Industry analyses (e.g., Milliman) estimate an average of $758,000 to $955,000 per destroyed residential structure for basic repair/replacement (excluding code upgrades, wildfire hardening, or inflation over 3–5 years).

Real-world resident and contractor reports cite $4 million to $7 million for luxury homes, reflecting larger sizes, premium materials, and compliance with updated building codes.

General LA-area wildfire rebuild costs range from $350–$900 per square foot, leading to totals of $1–$3 million+ for typical homes; many policies (including California's FAIR Plan) cap at $3 million, leaving gaps for underinsured owners.

Rebuilding timelines often span 3–5 years or longer, delayed by permits, debris removal, insurance disputes, and labor shortages.

Broader estimates for the Palisades Fire (distinct from the concurrent Eaton Fire) contribute to combined LA wildfires totals:
Insured losses for Palisades-specific structures are in the tens of billions, driven by median pre-fire home values around $4 million.

Total economic damage and rebuilding costs across the Palisades and related fires have been projected as high as $250–$275 billion (AccuWeather, including indirect losses), with property/capital losses alone at $95–$164 billion (UCLA Anderson Forecast).

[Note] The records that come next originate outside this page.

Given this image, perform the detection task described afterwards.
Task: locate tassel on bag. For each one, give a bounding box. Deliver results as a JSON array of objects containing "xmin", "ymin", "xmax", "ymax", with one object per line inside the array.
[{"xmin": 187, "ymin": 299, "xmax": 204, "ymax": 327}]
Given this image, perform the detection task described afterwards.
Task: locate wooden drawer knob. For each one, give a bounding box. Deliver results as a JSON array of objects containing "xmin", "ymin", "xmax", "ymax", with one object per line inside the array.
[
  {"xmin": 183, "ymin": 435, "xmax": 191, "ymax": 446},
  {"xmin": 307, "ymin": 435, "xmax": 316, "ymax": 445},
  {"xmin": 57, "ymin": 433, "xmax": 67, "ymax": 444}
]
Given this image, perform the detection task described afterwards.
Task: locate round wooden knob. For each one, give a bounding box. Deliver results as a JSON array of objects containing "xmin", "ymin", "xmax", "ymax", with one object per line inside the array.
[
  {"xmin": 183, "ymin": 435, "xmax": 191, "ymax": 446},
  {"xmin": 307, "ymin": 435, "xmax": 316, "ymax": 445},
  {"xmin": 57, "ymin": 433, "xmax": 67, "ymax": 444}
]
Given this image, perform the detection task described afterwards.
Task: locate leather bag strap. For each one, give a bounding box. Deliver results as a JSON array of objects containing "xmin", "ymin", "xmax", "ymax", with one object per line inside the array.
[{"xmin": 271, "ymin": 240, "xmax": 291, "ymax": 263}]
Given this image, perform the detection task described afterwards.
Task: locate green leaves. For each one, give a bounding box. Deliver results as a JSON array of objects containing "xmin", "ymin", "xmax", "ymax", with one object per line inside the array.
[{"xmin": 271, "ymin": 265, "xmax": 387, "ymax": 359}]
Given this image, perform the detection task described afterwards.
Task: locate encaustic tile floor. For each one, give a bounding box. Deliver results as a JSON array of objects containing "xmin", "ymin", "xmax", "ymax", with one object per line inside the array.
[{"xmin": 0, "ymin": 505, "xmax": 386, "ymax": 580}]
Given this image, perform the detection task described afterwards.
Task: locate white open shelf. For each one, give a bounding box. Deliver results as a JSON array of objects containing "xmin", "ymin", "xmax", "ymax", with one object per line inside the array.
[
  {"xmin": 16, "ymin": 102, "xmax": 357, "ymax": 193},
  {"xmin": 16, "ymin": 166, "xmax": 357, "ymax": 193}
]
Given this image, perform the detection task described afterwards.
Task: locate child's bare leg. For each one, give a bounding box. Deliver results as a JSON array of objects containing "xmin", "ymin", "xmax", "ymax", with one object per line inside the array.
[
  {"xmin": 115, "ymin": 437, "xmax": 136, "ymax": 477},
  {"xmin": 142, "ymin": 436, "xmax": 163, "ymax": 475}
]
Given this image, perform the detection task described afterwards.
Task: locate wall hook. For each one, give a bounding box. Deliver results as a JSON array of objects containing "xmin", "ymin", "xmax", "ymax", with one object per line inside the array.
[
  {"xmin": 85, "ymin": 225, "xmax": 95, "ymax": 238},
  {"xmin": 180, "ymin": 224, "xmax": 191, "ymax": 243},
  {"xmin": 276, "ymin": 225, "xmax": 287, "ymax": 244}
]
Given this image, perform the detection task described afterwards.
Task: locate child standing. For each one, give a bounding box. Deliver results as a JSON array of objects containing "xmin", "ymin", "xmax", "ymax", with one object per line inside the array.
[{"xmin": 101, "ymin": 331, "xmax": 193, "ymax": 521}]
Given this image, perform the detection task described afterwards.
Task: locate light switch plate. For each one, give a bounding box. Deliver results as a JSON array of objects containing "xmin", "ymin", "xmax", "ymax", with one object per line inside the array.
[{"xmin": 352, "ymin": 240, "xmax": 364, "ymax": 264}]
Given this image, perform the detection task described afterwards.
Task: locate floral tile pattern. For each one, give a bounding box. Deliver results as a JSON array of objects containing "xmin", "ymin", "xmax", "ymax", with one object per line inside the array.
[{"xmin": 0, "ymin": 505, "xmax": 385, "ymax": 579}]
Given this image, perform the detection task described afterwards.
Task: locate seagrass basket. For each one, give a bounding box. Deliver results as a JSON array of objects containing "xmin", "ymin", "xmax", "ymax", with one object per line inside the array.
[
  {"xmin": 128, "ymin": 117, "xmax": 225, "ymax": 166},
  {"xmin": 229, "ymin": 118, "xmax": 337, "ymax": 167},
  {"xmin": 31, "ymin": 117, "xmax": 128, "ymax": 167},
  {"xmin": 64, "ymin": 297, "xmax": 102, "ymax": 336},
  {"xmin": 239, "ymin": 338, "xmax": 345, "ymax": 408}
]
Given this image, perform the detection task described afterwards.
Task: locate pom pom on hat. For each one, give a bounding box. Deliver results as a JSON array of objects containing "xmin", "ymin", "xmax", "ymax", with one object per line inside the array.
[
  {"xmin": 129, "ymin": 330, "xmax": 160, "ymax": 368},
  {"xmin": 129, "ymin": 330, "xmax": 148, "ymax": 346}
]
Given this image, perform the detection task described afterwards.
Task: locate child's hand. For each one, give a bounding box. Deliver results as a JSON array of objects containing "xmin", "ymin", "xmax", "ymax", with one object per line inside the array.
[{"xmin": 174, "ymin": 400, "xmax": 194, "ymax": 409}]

The FireAid benefit concert raised $100 million to help in the recovery from the Palisades and Eaton fires. But many have questioned where the money went and why they didn't personally receive any of it. 

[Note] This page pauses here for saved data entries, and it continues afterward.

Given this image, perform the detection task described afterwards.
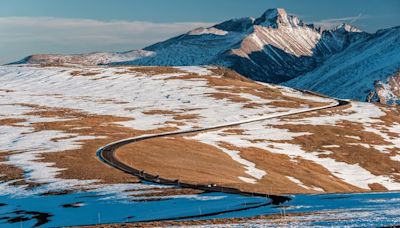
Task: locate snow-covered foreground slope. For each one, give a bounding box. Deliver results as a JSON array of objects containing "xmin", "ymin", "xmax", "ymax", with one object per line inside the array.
[
  {"xmin": 1, "ymin": 64, "xmax": 399, "ymax": 195},
  {"xmin": 0, "ymin": 65, "xmax": 333, "ymax": 195},
  {"xmin": 177, "ymin": 102, "xmax": 400, "ymax": 192},
  {"xmin": 0, "ymin": 65, "xmax": 399, "ymax": 226},
  {"xmin": 285, "ymin": 26, "xmax": 400, "ymax": 104},
  {"xmin": 116, "ymin": 98, "xmax": 400, "ymax": 194}
]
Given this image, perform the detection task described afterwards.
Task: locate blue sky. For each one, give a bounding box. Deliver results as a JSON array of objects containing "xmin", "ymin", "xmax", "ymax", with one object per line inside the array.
[{"xmin": 1, "ymin": 0, "xmax": 399, "ymax": 64}]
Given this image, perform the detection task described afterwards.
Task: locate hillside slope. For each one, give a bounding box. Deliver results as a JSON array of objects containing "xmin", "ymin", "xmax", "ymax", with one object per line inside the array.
[
  {"xmin": 285, "ymin": 26, "xmax": 400, "ymax": 104},
  {"xmin": 1, "ymin": 65, "xmax": 399, "ymax": 195},
  {"xmin": 11, "ymin": 8, "xmax": 367, "ymax": 84},
  {"xmin": 119, "ymin": 8, "xmax": 367, "ymax": 83}
]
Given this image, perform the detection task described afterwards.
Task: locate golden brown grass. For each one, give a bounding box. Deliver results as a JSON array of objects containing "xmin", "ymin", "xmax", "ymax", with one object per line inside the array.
[
  {"xmin": 3, "ymin": 104, "xmax": 178, "ymax": 185},
  {"xmin": 0, "ymin": 116, "xmax": 36, "ymax": 187},
  {"xmin": 0, "ymin": 118, "xmax": 26, "ymax": 126},
  {"xmin": 115, "ymin": 134, "xmax": 362, "ymax": 195},
  {"xmin": 272, "ymin": 112, "xmax": 400, "ymax": 185},
  {"xmin": 116, "ymin": 137, "xmax": 249, "ymax": 185},
  {"xmin": 115, "ymin": 103, "xmax": 400, "ymax": 194},
  {"xmin": 0, "ymin": 152, "xmax": 25, "ymax": 184},
  {"xmin": 127, "ymin": 66, "xmax": 184, "ymax": 75},
  {"xmin": 70, "ymin": 71, "xmax": 100, "ymax": 76}
]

More focused reports suggest $35–$45 billion in insured payouts for the fires, plus public infrastructure repairs (~$350 million in LA city limits).

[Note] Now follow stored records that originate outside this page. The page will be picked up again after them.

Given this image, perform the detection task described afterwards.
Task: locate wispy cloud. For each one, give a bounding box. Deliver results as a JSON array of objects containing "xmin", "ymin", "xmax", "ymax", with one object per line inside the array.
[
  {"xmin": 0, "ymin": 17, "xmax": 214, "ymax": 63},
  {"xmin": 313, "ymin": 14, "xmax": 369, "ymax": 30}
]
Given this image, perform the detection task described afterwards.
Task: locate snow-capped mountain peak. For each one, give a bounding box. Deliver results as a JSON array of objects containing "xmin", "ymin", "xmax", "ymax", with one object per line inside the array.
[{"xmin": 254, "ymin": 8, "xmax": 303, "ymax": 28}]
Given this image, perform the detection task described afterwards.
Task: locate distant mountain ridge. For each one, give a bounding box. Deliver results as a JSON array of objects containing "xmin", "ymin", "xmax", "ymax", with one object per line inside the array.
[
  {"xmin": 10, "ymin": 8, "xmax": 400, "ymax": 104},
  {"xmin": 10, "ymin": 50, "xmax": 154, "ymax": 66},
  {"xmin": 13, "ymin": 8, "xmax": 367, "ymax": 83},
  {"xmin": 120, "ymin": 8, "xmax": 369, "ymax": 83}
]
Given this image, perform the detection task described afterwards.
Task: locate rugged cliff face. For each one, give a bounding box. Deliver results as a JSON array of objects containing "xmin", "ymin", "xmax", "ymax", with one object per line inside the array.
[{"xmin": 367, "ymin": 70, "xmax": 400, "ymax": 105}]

Many residents face challenges rebuilding due to insurance shortfalls, with some opting to sell lots (e.g., burned properties fetching $1 million+ as "blank canvases").

Recovery efforts include streamlined permitting and federal aid, but progress remains slow as of late 2025.

Top it all off with California's "train to nowhere" (High-Speed Rail) project's cost is estimated around $135 billion, a massive increase from its original budget, what “was supposed to be a line from Los Angeles to San Francisco for $33 billion (already an inflated price tag) completed by 2020 has morphed into a colossal boondoggle”, Sec Sean Duffy said in an  oped in the Sacremento Bee. He went on, facing significant overruns, delays, and a funding gap for even the initial Central Valley segment (Bakersfield to Merced), leading ongoing political controversy over its viability and scale. In 2021, the Biden administration restored about $929 million in grants that the Trump administration had revoked in 2019. This year Duffy pulled the plug on $4B of taxpayer’s contribution of this state’s mismanagement.

Federal records show SNAP payouts in Minnesota increased 174% between 2020 and 2021, with payouts increasing from about $725 million in 2020 to nearly $2 billion the following year. Following a prolonged government shutdown that saw a pause in benefits for Supplemental Nutrition Assistance Program (SNAP) recipients, Trump administration officials have signaled another stoppage for those who live in states who they say have faced fraud – one of which is Minnesota.

Editorial comments expressed in this column are the sole opinion of the writer.